Évolution des conditions d’emploi


Le travail est le premier droit fondamental. L’accès au travail est déterminant dans sa relation à soi et aux autres. Le fait d’être privé du droit au travail ou d’être astreint à une mise en précarité permanente crée un environnement d’insécurité sociale généralisée. Cette situation engendre des phénomènes de souffrance et de non-accomplissement dans le travail, avec des conséquences négatives pour les salariés et l’entreprise. Nous pouvons évoquer le travail des femmes qui se caractérise par des temps partiels imposés, notamment dans le secteur du commerce et des services.

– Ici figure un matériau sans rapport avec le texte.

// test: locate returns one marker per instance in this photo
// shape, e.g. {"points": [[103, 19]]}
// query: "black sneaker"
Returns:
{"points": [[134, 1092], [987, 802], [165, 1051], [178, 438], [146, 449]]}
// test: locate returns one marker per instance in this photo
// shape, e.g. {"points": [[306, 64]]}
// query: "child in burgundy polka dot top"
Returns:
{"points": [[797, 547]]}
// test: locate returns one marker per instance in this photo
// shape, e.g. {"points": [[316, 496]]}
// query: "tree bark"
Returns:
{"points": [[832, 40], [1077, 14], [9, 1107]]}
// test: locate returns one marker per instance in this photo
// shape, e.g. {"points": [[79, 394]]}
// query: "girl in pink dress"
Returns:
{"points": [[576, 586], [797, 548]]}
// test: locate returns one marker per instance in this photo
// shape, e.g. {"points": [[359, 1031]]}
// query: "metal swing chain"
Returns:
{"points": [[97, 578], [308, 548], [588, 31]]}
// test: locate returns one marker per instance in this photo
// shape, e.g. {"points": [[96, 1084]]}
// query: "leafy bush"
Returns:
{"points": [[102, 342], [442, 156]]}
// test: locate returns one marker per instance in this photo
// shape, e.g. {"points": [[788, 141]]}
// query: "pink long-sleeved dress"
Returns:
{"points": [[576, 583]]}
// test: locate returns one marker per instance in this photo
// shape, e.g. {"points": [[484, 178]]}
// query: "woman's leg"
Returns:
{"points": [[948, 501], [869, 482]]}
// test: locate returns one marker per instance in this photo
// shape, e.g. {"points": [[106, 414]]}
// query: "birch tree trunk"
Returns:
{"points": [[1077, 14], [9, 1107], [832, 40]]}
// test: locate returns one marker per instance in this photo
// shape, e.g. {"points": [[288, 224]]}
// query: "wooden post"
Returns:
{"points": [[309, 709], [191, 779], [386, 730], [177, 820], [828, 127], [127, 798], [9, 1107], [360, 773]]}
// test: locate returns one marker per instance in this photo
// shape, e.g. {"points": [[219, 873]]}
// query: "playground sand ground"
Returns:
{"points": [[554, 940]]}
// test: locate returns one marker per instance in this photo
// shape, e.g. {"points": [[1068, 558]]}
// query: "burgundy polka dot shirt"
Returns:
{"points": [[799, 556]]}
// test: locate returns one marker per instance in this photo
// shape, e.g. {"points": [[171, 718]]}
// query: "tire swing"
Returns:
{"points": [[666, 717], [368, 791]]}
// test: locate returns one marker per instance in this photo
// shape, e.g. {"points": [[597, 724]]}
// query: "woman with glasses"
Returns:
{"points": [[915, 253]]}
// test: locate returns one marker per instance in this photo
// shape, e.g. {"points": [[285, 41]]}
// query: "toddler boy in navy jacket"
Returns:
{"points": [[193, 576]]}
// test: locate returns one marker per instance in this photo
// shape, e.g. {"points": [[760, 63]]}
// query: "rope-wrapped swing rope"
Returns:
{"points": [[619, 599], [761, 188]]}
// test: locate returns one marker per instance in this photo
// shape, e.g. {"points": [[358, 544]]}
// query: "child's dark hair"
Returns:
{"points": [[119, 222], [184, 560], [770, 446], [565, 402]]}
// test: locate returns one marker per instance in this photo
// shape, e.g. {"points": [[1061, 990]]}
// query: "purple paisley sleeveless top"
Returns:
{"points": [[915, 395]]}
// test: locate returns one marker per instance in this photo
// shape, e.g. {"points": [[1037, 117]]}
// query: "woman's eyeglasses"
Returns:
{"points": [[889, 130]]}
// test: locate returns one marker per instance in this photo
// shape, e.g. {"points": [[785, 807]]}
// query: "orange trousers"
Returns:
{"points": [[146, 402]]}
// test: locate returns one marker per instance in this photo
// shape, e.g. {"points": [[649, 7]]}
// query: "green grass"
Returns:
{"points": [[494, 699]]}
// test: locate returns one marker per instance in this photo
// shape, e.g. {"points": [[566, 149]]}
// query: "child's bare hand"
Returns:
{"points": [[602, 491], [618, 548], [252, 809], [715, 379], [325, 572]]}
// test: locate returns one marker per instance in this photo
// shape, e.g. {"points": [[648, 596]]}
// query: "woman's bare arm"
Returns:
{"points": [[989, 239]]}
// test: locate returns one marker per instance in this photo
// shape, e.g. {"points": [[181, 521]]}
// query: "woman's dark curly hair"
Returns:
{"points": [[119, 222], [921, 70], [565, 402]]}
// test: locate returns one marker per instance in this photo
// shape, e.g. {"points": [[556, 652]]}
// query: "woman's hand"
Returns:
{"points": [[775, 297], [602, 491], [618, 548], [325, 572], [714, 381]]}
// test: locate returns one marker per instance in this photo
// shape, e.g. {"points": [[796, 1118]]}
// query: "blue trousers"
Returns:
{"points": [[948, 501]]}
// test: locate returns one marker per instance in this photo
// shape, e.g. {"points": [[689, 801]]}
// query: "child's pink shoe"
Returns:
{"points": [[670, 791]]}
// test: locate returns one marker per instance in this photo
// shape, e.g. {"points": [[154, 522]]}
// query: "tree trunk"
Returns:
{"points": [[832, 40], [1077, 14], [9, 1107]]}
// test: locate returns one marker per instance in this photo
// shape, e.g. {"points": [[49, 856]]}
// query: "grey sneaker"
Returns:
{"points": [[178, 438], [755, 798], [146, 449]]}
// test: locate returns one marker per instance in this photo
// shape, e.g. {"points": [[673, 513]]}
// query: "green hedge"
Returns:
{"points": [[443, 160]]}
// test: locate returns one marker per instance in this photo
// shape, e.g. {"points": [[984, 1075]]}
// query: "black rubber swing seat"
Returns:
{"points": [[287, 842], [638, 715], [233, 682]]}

Ces évolutions concernent également l’économie sociale et solidaire, en particulier le secteur des services à la personne et de l’aide à domicile, qui est en outre fragilisé par la mise en danger du financement des associations et de la protection sociale.


Évolution de la structuration de l’entreprise


Au cours des vingt dernières années, l’entreprise a connu une évolution rapide liée à la mondialisation de l’économie. Les processus de fusion, restructuration, délocalisation, externalisation, privatisation ou sous-traitance traduisent un émiettement de l’entreprise et une dépendance accrue au marché. En particulier, les TPE et PME dépendent majoritairement des grands groupes et n’ont pas les moyens de s’auto-suffire dans une économie mondialisée.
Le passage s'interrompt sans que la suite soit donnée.